A peine sorti de prison, Al-Sinwar est un digne successeur du Cheikh Ahmed Yassine (1937 – 2004), à la tête du Hamas qu’il a fondé en 1987 comme une branche para-militaire des Frères musulmans, au moment de la première Intifada – « la guerre des pierres ». Tétraplégique à 12 ans, à la suite d’un accident de football, sourd et presque aveugle, Cheikh Yassine avait néanmoins eu onze enfants après ses études au Caire. Fasciné par la Révolution de 1979 venue d’Iran, qui reste aujourd’hui le principal parrain du Hamas, Yassine deviendra le chef spirituel incontesté des islamistes palestiniens. Assis dans son fauteuil roulant, il était porté en triomphe par les miliciens, la tête ceinte du bandeau vert du Hamas, comme un symbole invincible de cette enclave martyre de Gaza, entravée mais fière. Yassine lance la deuxième Intifada en 2000, avant d’être assassiné par un hélicoptère israélien en mars 2004.

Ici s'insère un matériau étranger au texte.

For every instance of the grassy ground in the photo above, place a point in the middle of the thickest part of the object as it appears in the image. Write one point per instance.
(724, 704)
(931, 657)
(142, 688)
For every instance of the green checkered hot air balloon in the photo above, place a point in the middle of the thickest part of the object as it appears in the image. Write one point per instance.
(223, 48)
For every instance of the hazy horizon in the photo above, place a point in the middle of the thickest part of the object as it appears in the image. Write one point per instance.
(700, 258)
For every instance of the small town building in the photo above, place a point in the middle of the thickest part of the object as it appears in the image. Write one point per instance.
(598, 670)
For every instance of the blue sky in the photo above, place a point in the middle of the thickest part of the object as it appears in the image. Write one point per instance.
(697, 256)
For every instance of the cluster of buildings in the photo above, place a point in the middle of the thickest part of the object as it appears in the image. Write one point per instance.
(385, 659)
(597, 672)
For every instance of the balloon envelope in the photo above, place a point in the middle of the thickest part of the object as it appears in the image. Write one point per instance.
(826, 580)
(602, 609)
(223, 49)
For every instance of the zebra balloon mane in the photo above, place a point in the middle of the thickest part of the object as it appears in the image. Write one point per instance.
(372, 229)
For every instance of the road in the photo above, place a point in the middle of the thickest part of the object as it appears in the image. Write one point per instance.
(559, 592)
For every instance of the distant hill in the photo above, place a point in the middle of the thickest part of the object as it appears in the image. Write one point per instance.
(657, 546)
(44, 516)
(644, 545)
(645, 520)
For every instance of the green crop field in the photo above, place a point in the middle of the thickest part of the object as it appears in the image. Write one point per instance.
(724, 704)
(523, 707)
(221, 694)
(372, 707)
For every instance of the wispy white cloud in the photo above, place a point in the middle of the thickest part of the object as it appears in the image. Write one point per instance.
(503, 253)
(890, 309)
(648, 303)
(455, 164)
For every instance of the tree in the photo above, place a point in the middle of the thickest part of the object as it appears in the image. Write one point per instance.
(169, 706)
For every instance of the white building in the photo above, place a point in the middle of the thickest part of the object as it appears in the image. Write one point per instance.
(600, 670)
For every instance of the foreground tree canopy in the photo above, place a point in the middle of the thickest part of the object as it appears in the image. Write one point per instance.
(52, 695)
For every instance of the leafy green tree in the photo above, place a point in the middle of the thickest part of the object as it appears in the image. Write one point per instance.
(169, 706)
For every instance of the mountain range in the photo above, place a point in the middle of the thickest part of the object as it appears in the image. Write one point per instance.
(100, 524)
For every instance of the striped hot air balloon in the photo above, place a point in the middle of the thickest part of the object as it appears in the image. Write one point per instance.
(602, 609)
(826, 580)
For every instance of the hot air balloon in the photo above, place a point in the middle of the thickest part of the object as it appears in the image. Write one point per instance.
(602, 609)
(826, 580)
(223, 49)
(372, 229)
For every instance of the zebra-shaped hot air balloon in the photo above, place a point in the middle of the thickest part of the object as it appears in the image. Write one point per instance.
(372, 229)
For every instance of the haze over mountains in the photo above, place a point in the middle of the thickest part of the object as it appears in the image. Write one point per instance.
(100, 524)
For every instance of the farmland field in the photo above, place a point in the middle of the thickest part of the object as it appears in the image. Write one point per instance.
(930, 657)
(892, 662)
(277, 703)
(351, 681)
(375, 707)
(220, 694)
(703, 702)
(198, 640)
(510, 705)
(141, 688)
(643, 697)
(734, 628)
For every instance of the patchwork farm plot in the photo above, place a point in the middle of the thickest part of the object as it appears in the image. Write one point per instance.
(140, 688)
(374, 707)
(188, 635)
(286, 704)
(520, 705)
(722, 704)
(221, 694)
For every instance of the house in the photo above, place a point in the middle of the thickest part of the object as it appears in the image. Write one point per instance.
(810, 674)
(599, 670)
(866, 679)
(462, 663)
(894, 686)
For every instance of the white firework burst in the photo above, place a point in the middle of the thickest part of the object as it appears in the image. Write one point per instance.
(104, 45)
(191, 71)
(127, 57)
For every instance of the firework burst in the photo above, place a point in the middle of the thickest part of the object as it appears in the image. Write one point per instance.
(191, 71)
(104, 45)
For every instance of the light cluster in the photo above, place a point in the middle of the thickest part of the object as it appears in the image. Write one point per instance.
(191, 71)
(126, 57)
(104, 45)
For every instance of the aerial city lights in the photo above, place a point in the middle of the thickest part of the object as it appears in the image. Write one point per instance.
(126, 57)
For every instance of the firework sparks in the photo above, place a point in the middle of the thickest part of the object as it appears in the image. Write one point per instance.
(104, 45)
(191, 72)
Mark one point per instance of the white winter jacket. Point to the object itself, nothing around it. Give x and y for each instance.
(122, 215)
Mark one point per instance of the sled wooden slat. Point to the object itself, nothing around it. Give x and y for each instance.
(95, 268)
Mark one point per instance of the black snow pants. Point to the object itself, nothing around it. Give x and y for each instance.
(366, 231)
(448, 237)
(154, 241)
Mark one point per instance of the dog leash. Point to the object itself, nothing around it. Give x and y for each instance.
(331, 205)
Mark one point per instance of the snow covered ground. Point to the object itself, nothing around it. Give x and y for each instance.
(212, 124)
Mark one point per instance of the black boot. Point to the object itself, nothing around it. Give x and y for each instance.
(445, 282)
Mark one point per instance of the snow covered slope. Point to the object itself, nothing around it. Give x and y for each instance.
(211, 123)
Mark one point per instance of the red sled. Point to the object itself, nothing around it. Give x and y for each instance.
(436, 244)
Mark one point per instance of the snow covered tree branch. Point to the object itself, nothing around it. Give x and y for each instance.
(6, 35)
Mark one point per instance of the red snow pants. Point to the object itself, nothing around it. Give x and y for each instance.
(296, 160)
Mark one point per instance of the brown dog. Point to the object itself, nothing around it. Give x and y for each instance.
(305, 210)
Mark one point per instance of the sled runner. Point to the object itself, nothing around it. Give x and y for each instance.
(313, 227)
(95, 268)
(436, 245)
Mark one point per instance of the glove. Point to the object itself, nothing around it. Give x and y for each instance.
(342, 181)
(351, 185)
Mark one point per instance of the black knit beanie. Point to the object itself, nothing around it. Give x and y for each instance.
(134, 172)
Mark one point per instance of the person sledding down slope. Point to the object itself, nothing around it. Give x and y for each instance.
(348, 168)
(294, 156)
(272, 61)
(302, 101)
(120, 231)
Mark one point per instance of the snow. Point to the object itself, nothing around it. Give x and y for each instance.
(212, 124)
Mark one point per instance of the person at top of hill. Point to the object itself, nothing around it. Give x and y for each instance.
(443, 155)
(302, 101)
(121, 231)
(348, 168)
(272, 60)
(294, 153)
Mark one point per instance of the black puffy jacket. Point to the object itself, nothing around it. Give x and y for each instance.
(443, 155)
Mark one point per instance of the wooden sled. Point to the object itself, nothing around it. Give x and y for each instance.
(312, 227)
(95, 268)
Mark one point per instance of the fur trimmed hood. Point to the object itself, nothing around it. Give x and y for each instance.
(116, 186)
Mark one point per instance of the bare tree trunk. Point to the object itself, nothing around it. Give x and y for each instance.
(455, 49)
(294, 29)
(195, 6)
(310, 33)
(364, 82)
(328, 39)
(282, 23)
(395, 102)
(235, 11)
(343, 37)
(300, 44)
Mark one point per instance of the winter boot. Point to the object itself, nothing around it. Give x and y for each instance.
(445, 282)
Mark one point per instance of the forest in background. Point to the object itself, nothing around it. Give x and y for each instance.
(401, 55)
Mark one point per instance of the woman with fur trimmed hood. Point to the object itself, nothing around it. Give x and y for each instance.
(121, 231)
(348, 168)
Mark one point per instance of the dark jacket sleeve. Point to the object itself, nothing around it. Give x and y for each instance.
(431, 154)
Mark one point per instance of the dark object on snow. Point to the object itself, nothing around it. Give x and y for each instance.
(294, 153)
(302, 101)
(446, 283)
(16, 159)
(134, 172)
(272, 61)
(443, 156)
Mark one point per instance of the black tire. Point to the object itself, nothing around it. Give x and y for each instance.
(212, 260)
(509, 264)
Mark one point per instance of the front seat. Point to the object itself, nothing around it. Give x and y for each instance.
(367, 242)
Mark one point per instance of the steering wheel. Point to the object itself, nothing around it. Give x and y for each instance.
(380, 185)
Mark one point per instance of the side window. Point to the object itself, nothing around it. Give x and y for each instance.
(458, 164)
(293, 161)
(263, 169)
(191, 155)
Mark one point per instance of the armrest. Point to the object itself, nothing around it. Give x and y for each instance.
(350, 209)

Mohamed Sifaoui insiste sur cet aspect fondamental du fonctionnement et de la discipline interne du Hamas (qui signifie « ferveur, zèle » en arabe), quintessence de l’islamisme politique armé, issu de la pensée des Frères musulmans, nés en 1928 au Caire. Ces derniers sont les seuls interlocuteurs qu’Israël avait trouvés quand l’Egypte s’était retirée de Gaza en 1967 à la suite de la Guerre des Six-jours.

Le gouvernement israélien combat déjà sur d’autres fronts l’OLP – Organisation de Libération de la Palestine – bien plus laïque, de Yasser Arafat, avec qui Yitzhak Rabin signera les Accords d’Oslo en 1993, avant la mort d’Arafat en 2004.

Tel-Aviv avait vu dans l’islamisme politique des Frères musulmans puis du Hamas un contre-feux utile pour lutter contre l’influence de l’OLP, qui opérait depuis les pays frontaliers. Israël avalise les transferts de financements vers les Frères musulmans puis plus tard vers le Hamas pour la construction de mosquées et pour la gestion en direct des habitants de Gaza.

Mais ce que Tel-Aviv n’avait pas voulu voir en face, c’est la conception de l’Islam diffusée par les dirigeants du Hamas. Un Islam millénariste et littéraliste, envisagé dans sa plus stricte rigueur religieuse (la charia) et organisationnelle. Cette rigueur accepte la taqîya et également la tadhiya, qui est un repli tactique temporaire, sous forme d’accalmies trompeuses, de cessez-le-feu factices, typiques des jeux du chat et de la souris pratiqués pendant toutes ces années de confrontation avec Tel-Aviv. Le Hamas a toujours su se montrer conciliant quand il était faible et dur quand il savait qu’il aurait le dessus.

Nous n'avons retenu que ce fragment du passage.